A wire 1m long and weighting 5 gm is stretched by a tension of 4kg wt. When sounded, it is found to vibrate in two loops. Calculate the frequency of the note emitted by the wire.
To calculate the frequency, we can use the formula for the frequency of a vibrating string:
Frequency (f) = (1/2L) * sqrt(T/μ)
Where:
L is the length of the wire
T is the tension in the wire
μ is the linear density of the wire
First, let's calculate the linear density (μ) of the wire using the given information. The linear density of a wire is defined as the mass per unit length.
Linear Density (μ) = mass (m) / length (L)
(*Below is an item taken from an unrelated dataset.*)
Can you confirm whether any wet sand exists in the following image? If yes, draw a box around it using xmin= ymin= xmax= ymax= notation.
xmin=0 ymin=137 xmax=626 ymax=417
Given that the length (L) of the wire is 1m and the weight (mass) is 5gm, we need to convert the weight from grams to kilograms. Since 1kg = 1000g and 1gm = 0.001kg:
mass (m) = 5gm * 0.001kg/gm = 0.005kg
Now we can calculate the tension (T) using the given information. The tension is given in kilograms weight (kg wt), which needs to be converted to Newtons (N). The conversion factor is 1 kg wt = 9.8 N.
Tension (T) = 4kg wt * 9.8 N/kg wt = 39.2 N
Now we can substitute the values of tension (T) and linear density (μ) into the frequency formula:
Frequency (f) = (1/2L) * sqrt(T/μ)
Frequency (f) = (1/2 * 1) * sqrt(39.2 / 0.005)
Frequency (f) = 0.5 * sqrt(7840)
Now, we can solve for the frequency (f):
Frequency (f) = 0.5 * 88.49
Frequency (f) ≈ 44.25 Hz
Therefore, the frequency of the note emitted by the wire is approximately 44.25 Hz.